Then he began to writhe and spasm, and he howled in horror, fists tight-clenched, tortured by the fact that his formidable (by small biped standards) physical strength could not be used against an enemy such as this: his own body.
“You must,” I told him sternly, “eat, or you will regret it, bitterly and self-reproachfully, for all eternity.”
That night, Quipu recited to us a poem; it took six hours to perform, using a complex system of calls and responses between his five garrulous heads. His poem was extremely good but a little repetitive. It was the story of a god who played tricks with all his creatures by disguising himself as various exotic animals indigenous to Quipu’s home planet. The final trick was when the god arrived on Quipu’s world disguised as an alien invader.
We all roared with laughter at that.
I watched the dawn. It seemed to me that the dawn was a slightly different colour every day, though Quipu told me I was deluded.
I felt a breeze on my cheek.
“Enjoy your day,” I said to Lirilla, as she hovered next to my head, also savouring the dawn, and cooling me with the rapid beating of her multi-coloured wings.
“I shall,” Lirilla replied, in a voice so soft it was like a memory distantly recalled.
After five hours of cutting and biting with my claws and teeth, I fabricated a perfect stone, and then I carried it on my back from the quarry to the Temple.
The path was long, and winding; I passed herds of grazing creatures dawdling in the fields, savouring the sun on their variously coloured hides; I skirted the swamplands, where drowsy mud-beasts were wallowing, occasionally splashing each other with shit and mud; and finally I reached the Great Plain, where stood the Temple of the Interior World.
It reached, by now, almost to the clouds; a double-cylinder 8 shape with oval windows built, brick by brick, out of carved rock, modelled on a constellation visible from the night skies of my own home planet.
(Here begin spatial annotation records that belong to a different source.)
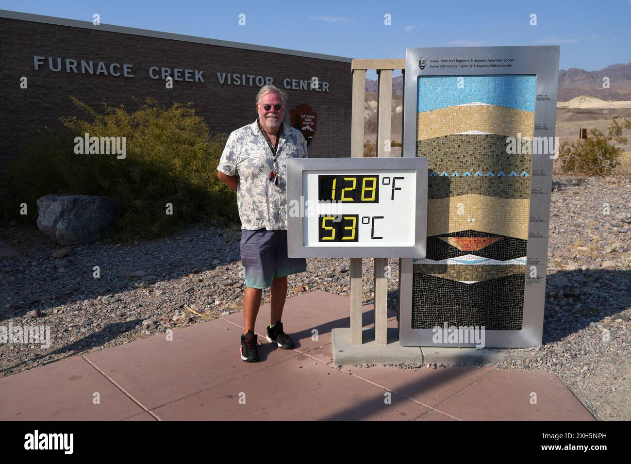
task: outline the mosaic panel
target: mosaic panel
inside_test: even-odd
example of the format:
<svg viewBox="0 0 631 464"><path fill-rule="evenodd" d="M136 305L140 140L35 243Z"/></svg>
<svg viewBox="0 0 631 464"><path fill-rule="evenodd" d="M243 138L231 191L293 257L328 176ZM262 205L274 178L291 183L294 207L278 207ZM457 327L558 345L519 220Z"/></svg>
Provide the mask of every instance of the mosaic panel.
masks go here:
<svg viewBox="0 0 631 464"><path fill-rule="evenodd" d="M536 80L531 74L427 76L418 81L418 112L486 104L534 112Z"/></svg>
<svg viewBox="0 0 631 464"><path fill-rule="evenodd" d="M501 172L501 171L500 171ZM530 198L530 176L497 176L482 181L478 177L432 177L427 179L428 199L445 198L475 193L500 198L528 199ZM490 177L490 175L489 176ZM488 181L491 181L489 182Z"/></svg>
<svg viewBox="0 0 631 464"><path fill-rule="evenodd" d="M529 198L509 199L471 194L428 199L427 236L475 228L526 239L529 208Z"/></svg>
<svg viewBox="0 0 631 464"><path fill-rule="evenodd" d="M516 138L532 137L534 113L489 105L450 107L419 113L417 126L417 140L471 131Z"/></svg>
<svg viewBox="0 0 631 464"><path fill-rule="evenodd" d="M421 273L412 280L412 327L480 326L487 330L520 330L524 314L523 274L464 283ZM431 295L431 298L425 295ZM417 302L418 304L418 302Z"/></svg>
<svg viewBox="0 0 631 464"><path fill-rule="evenodd" d="M421 76L417 155L427 156L427 254L415 259L412 328L522 328L534 76Z"/></svg>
The rays of the sun shone down upon the polished surfaces of the stone; it gleamed white in the soft light, a squat beast with its head striving to angrily butt the sky.
I placed my perfectly-shaped stone down on the grass for just one moment, and admired the beauty of the magnificent edifice we had conceived and built: a doubly circular obelisk set amidst rich grassland, with the snow-capped mountains in the distance peering down at the child of their rocky loins.
And I felt proud; just for a moment; the very briefest of moments.
And then I clambered up the side of the Temple until I reached the top and levered the stone into position. And I spat the fast-mortar I had been carrying in my mouth into the thick join between stone and stone, to secure the block in place.
This trick of mine always annoyed Fray. There were cranes and ramps that were specifically designed to allow workers to raise up the stone blocks, and hordes of skilful builders of various highly dextrous species standing by to mortar the stones into position. I was, Fray argued, spoiling it for everyone else by “showing off.”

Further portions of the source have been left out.